CEMAC : une créance sur cinq en souffrance, alerte sur le système bancaire régional

Alors que les banques de la zone CEMAC affichent une trésorerie nette excédentaire de plus de 8 245 milliards de FCFA, le niveau de créances douteuses a franchi la barre critique des 17 %. Une contradiction inquiétante qui reflète les fragilités structurelles du système bancaire sous-régional.
La Commission bancaire de l’Afrique centrale (Cobac) a tiré la sonnette d’alarme à l’issue de sa concertation annuelle à Bangui. Selon les données publiées à cette occasion, les créances en souffrance ont atteint 17,3 % des encours de crédit à fin mars 2025, confirmant une tendance haussière persistante depuis 2022. Malgré une situation de liquidité favorable, les banques peinent à recouvrer les crédits accordés, accentuant leur exposition aux risques.
Une dérive structurelle malgré une trésorerie excédentaire
La Banque des États de l’Afrique centrale (BEAC) indique que le taux de créances douteuses est passé de 16,0 % fin 2023 à 16,2 % fin 2024, pour culminer aujourd’hui à plus de 17 %. Cette dégradation continue survient alors que la trésorerie nette du secteur bancaire dépasse les 8 245 milliards de FCFA, un niveau historiquement élevé.
Ce paradoxe s’explique par la conjonction de deux facteurs : une gouvernance bancaire perfectible, marquée par des pratiques de gestion du risque encore insuffisamment encadrées ; et un environnement macroéconomique fragile, aggravé par les tensions de trésorerie des États, qui peinent à honorer leurs engagements envers les entreprises. Résultat : les retards de paiement s’accumulent et les PME se retrouvent étranglées.
Des répercussions sur l’économie réelle
Pour la Cobac, cette situation compromet dangereusement le rôle de soutien à l’économie que doivent jouer les établissements financiers. L’accès au crédit, déjà limité, devient encore plus contraint pour les petites et moyennes entreprises, pourtant essentielles au tissu productif des pays de la CEMAC.
Face à ce constat, l’organe de régulation appelle à une réforme d’ampleur.
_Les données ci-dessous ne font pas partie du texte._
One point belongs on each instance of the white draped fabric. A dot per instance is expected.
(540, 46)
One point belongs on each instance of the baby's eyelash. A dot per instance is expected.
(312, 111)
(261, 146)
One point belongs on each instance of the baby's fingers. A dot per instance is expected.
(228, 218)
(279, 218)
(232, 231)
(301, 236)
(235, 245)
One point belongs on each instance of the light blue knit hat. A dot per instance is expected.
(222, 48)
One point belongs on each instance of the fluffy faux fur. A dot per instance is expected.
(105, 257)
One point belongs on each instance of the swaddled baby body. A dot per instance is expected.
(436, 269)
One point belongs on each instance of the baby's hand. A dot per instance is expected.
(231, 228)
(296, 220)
Il s’agirait de renforcer les dispositifs prudentiels, notamment en matière de provisionnement et de classification des risques, tout en révisant le cadre macroéconomique pour restaurer la confiance et la discipline budgétaire des États.
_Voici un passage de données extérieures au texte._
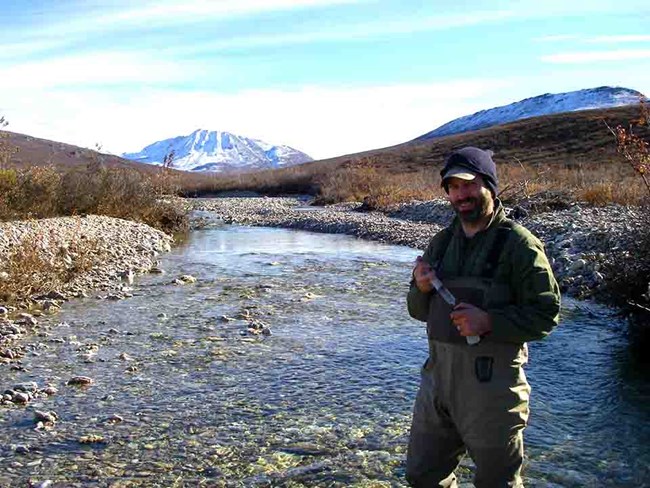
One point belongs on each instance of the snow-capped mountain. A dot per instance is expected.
(205, 150)
(602, 97)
Vers un nouveau pacte de stabilité bancaire ?
Au-delà du diagnostic technique, c’est tout le modèle de financement de l’économie dans la zone CEMAC qui est remis en question. Pour éviter une crise systémique, la BEAC et la Cobac exhortent les États membres à agir rapidement.
« Le moment est venu d’un pacte sous-régional de stabilité financière, fondé sur la responsabilité budgétaire, la transparence bancaire et la mobilisation effective de l’épargne vers les secteurs productifs », résume un économiste régional interrogé par Gabon Media Time.
Alors que la région cherche à impulser une nouvelle dynamique économique post-transition, la santé du secteur bancaire apparaît comme un indicateur crucial à surveiller de près.